28/11/2018

Genève internationale

Les autorités locales se rengorgent de "La Genève Internationale". Elles n'y sont pour pas grand-chose. C'est une rente de situation, créée par de plus visionnaires, et de plus aventureux dans les relations internationales. Et puis l'histoire, et son volet suisse, mettant le pays à l'abri des grands tumultes du monde, a positionné Genève dans ce rôle, de plus en plus passif de la part des Genevois, de plateforme internationale.

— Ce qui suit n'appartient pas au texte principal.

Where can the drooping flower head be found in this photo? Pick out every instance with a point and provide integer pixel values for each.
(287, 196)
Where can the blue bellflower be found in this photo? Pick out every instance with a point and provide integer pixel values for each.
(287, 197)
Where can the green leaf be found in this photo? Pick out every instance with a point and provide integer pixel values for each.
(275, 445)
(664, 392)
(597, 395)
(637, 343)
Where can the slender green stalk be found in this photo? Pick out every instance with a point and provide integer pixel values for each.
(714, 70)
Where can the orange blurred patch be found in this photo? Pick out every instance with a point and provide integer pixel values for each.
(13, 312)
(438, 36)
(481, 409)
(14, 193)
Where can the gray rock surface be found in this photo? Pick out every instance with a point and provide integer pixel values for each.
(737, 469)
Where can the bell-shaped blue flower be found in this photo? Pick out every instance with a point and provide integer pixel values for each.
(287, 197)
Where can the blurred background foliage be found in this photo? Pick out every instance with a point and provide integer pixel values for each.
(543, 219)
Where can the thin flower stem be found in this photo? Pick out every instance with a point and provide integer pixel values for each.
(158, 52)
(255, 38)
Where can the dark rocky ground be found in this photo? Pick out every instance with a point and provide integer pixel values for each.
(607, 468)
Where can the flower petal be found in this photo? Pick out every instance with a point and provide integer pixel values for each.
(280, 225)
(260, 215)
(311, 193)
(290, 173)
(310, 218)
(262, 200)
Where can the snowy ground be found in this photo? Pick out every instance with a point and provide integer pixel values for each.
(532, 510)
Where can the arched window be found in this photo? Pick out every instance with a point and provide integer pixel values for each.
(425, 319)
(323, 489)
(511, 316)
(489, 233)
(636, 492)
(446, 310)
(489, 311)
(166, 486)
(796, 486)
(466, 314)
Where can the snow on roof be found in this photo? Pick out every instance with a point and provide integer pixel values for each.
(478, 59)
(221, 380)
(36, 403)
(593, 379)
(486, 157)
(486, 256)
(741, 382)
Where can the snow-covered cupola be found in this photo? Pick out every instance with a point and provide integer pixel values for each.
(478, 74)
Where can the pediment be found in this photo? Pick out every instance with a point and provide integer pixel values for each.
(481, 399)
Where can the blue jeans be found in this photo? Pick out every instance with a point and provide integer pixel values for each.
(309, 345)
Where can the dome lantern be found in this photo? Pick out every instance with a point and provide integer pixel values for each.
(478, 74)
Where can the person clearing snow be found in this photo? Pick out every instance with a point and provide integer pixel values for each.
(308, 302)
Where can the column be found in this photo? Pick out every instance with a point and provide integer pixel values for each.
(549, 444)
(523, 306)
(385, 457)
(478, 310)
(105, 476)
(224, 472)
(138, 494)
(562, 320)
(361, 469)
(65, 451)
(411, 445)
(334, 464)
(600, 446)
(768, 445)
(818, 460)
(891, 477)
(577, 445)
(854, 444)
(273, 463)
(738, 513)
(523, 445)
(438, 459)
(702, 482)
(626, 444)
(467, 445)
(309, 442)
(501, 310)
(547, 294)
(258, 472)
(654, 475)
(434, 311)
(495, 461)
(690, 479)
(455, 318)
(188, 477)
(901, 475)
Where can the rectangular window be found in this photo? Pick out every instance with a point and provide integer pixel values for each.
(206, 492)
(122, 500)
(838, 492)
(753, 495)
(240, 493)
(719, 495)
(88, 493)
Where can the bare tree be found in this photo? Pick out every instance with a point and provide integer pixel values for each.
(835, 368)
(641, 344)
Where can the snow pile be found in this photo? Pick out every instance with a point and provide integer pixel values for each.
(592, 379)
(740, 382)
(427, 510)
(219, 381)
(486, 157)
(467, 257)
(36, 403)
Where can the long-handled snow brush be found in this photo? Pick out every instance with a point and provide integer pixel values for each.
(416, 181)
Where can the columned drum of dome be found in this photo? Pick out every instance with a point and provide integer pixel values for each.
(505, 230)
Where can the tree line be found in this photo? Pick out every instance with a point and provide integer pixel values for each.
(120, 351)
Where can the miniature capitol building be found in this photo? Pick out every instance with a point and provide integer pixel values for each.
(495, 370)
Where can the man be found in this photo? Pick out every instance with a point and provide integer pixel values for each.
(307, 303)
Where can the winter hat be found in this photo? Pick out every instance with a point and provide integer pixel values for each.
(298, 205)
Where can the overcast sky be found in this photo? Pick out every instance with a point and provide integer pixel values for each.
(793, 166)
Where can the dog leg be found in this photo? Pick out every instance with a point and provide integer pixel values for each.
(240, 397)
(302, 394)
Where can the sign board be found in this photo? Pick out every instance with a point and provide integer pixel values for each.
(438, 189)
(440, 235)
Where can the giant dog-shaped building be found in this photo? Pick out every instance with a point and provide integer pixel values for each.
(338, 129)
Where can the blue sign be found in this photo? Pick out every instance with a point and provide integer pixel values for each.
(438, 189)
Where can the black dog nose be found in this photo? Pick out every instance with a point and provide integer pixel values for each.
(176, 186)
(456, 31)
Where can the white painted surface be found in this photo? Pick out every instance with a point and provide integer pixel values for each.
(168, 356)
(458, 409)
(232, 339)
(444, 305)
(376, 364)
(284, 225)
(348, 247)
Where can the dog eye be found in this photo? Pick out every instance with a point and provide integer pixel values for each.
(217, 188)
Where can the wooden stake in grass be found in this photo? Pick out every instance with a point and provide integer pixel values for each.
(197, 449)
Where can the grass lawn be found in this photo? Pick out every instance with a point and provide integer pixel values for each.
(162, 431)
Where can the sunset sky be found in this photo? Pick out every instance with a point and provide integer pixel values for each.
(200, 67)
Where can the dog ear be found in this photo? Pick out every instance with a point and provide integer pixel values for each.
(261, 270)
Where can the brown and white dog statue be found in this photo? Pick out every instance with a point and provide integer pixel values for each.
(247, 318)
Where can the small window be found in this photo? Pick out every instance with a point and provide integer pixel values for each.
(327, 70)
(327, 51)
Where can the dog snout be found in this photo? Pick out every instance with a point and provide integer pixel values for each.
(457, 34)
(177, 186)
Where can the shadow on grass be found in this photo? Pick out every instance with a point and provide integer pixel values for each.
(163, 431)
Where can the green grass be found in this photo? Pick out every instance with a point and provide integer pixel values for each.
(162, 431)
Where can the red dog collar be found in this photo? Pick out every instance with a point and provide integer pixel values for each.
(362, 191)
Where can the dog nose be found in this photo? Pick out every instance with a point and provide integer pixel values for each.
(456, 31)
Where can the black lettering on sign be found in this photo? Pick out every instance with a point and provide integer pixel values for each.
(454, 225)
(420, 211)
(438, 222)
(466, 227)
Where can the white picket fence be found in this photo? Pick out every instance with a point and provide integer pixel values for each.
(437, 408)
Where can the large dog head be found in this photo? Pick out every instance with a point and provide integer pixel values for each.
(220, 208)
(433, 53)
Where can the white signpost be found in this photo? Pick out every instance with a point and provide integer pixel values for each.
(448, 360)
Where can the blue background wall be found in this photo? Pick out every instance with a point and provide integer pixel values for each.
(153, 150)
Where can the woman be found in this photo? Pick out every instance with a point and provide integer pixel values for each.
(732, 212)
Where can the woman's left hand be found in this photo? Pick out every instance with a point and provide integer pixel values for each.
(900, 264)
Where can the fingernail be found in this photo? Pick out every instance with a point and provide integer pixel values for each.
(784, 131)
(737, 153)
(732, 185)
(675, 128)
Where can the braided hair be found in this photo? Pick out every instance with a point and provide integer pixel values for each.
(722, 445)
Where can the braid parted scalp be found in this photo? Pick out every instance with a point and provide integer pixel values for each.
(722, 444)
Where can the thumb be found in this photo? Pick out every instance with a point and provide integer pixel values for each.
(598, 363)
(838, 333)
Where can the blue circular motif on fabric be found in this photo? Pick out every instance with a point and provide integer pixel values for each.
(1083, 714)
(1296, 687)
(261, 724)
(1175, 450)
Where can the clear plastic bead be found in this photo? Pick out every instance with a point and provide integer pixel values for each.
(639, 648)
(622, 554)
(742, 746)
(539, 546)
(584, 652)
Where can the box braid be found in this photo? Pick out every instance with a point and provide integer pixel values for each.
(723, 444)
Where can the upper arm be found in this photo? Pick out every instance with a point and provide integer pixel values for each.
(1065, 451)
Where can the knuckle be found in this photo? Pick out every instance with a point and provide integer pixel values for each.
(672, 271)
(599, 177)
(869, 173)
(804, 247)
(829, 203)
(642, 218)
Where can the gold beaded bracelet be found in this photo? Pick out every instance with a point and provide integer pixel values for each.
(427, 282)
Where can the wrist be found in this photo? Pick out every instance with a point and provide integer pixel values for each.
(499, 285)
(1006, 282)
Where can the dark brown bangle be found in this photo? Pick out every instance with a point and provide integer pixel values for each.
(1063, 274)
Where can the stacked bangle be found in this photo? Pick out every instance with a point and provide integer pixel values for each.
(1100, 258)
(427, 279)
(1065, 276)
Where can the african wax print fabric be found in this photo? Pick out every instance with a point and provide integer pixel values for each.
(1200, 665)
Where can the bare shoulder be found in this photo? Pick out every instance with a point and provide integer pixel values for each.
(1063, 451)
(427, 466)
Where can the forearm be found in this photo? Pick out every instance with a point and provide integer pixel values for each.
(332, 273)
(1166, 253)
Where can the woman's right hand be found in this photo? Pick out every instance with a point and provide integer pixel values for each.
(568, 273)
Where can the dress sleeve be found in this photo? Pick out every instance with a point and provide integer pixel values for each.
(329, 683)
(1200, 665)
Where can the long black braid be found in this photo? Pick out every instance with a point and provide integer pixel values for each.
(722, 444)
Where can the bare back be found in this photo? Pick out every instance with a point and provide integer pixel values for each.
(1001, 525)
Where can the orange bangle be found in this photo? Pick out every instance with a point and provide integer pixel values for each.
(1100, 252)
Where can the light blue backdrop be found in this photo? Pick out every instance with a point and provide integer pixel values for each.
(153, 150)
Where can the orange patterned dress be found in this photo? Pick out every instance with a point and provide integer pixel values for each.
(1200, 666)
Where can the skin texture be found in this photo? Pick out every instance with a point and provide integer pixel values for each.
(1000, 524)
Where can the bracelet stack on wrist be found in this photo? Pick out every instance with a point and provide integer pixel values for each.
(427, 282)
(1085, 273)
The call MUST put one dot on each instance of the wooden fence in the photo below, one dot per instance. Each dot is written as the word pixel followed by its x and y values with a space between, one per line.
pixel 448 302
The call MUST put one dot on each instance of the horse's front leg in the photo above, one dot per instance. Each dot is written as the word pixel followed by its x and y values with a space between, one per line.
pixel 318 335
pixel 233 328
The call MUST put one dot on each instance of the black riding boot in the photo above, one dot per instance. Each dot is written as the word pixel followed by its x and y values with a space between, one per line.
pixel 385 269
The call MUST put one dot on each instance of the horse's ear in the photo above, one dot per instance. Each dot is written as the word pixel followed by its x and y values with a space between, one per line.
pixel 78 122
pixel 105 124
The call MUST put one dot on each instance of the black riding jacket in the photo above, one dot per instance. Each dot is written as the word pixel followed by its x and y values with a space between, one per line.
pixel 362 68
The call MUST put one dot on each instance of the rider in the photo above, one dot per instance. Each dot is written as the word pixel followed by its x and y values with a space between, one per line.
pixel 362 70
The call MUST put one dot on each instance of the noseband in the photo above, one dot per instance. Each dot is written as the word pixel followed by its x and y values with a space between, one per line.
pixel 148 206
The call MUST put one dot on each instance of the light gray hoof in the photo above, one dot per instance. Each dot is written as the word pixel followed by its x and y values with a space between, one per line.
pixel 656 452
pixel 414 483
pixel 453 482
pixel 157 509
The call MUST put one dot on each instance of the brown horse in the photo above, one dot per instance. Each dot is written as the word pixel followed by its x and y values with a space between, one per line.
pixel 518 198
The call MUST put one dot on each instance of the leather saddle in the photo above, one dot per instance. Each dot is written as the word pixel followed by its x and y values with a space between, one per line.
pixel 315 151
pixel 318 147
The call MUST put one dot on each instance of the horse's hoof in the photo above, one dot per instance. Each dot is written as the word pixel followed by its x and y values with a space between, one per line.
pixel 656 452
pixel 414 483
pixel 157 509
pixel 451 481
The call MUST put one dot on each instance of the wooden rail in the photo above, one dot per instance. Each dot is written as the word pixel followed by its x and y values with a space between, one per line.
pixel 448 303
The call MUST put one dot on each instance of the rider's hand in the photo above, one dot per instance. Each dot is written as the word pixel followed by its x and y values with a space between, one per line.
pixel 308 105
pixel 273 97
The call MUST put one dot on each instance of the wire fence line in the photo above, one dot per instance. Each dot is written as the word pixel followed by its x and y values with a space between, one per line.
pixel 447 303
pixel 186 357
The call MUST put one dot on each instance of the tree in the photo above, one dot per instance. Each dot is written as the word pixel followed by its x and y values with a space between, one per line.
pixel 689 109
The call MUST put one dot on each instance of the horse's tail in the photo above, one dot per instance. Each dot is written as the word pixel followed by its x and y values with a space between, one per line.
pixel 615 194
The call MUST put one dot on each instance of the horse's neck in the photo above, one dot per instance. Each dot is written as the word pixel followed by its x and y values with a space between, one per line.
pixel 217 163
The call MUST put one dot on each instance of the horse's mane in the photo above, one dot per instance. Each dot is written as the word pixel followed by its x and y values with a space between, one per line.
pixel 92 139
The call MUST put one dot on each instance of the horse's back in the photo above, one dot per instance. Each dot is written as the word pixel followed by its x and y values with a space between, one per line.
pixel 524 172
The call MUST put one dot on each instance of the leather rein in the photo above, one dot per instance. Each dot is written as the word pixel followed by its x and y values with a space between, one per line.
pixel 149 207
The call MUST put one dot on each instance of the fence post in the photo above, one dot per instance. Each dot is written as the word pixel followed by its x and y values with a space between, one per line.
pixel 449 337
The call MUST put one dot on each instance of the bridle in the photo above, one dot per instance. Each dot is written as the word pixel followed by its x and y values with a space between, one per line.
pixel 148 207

 Genève, concurrençant New York dans les réunions internationales, attirant des organisations apparentées, met à disposition ses infrastructures, le quartier des édifices ad hoc, son aéroport, et ses équipements d'hébergements. Accessoirement, ces structures d'accueil ont attiré la finance et le commerce internationaux. Alors, régulièrement, on parle chiffres, nombres d'emplois et retombées dans le commerce local. Et puis, vis-à-vis de la Confédération, on joue la carte du prestige, La Genève Internationale, c'est ici, dite merci ! Et, de temps à autre, ajoutez quelques financements pour que l'on puisse assurer le rôle.

 Tout cela fait un peu boutiquier, parce qu’au-delà des intérêts matériels, quels sont les liens qu'entretient Genève avec "les internationaux", officiellement ou officieusement ? Quel parti, en terme de réflexion sur l'état du monde, de relations internationales, d'entre-connaissance, Genève et ses habitants, tirent-ils de cette proximité, dans une si petite région ?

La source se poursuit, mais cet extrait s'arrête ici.